Had the coming interaction not occurred, this of course would be a minor detail: something Etkin nudges and points out to me (which he did) before we settle our business and scram. But alas, fate had more in store for us that day. And it started with the promise of savings:

"Would you two like to save $100 on one of your tours?"

Looking at the $175 price tag alone just to swim with the dolphins, Etkin and I knew the answer right away:

"Tell us more..."

The $100 was an offer on the table for anyone willing to sit through a timeshare presentation for 2 hours. Etkin quickly did the math, and rationalized that it was if we were opting to work for $50 an hour during our vacation, tax free. The agent asked if we made the appropriate salary ($75,000 combined), and technically we did, but this led to an awkward question, and the beginning of a lie that would quickly snowball out of control. Well, no, that's not true. Let me not exaggerate the situation. The lie certainly snowballed, but I'd like to think it never grew larger than the size of a small boulder. Difficult to maintain, but certainly not impossible. It might knock you out if it hit you with enough force, but you know, you'd live.
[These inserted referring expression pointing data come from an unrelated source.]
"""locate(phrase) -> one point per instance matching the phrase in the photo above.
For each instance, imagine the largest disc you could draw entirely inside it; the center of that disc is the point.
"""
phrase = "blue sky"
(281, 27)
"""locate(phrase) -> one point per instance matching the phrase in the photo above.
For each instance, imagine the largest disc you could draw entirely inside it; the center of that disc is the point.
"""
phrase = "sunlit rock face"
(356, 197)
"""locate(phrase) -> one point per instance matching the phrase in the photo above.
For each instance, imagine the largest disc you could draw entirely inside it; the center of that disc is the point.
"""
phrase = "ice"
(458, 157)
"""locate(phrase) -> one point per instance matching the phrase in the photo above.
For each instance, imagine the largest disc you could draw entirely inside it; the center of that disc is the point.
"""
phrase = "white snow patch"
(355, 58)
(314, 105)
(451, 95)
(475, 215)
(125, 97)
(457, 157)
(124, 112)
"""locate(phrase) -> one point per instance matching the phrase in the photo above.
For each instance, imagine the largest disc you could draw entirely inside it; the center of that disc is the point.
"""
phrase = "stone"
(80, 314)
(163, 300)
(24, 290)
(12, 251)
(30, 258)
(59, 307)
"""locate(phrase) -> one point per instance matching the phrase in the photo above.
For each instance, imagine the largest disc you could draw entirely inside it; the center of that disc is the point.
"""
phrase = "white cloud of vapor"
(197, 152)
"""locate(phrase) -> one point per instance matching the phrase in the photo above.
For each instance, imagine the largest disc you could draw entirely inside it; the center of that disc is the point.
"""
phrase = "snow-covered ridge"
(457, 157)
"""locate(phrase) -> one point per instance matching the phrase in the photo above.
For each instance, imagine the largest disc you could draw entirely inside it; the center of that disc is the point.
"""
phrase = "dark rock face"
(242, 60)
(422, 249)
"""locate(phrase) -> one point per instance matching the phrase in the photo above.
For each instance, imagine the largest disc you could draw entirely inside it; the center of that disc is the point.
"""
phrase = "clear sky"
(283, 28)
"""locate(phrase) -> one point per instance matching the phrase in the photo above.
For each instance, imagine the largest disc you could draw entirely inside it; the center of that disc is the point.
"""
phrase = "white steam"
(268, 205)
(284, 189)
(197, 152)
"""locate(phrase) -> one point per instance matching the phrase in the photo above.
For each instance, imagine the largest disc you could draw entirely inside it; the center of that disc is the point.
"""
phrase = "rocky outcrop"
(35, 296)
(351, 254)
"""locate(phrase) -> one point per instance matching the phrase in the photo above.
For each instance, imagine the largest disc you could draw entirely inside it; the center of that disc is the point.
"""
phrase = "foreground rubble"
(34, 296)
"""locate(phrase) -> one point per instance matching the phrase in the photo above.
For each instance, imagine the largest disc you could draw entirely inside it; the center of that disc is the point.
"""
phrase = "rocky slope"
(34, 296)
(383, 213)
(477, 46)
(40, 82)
She asked if we were a couple, and we quickly decided to say we lived together as roommates but we weren't a gay couple - a white lie that we figured would still qualify us. I could see by the look in her eyes that our situation it wasn't necessarily a dealbreaker. She checked with someone more in the know, and came back and told us "it should be fine." You guys can tell where this is going.



--Next time: A Deal With The Time Share Devil-- 
(Actually a really good deal, when you think about it!)


*pronounced: "moo-oo-moo-oo", we were told emphatically, along with: "MUMU'S are what comes from cows," though I'd argue that end-phrase was already taken by milk, meat, and a large amount of the world's methane.